Top: Rues Dupont et Principale, Bridge and Main Sts., Hull Que. (Montreal: International Fine Art Co. Ltd.; Bibliothèque et Archives nationales du Québec, CP 755). Bottom: Cor. Main & Bridge Sts. Hull P.O. [i.e., P. Q], Ottawa, Can. (International Fine Art Co.; Bibliothèque et Archives nationales du Québec, Centre d'Archives de Québec, Collection Magella Bureau P547,S1,SS1,SSS1,D172,P5).

Last Trip: The Death of Alfred Bonenfant / 12

The Accident

At this point, about 10:35 p.m., the horse suddenly made a second dash for home, galloping down the slope that led to the Chaudière bridge. Alfred Bonenfant set off in pursuit, yelling "Whoa!" twice as he sprinted after the cab.

A little further down Rue du Pont George Duncan was sitting on a pile of lumber opposite the streetcar terminus while he waited for his wife to arrive from Ottawa.
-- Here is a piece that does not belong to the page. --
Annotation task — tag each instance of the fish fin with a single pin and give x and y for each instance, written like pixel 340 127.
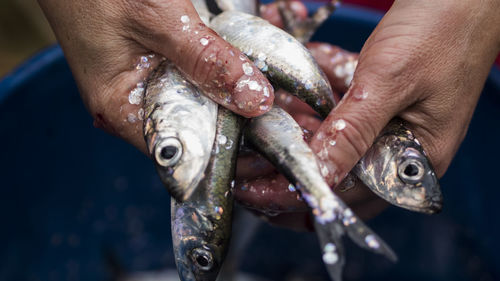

Bonenfant overtook the cab on its left side as it was passing the E.B. Eddy office building and Duncan, only ten feet away, saw him try to swing up onto the driver's seat.

At the critical moment Bonenfant seemed to collide with part of the cab and was sent sprawling forward onto the cobblestones. Before he could recover the left front and rear wheels ran over his head.

Duncan saw Bonenfant turn a somersault, either from his own momentum or from the impact of the cab. He came to rest on his left side near the curb.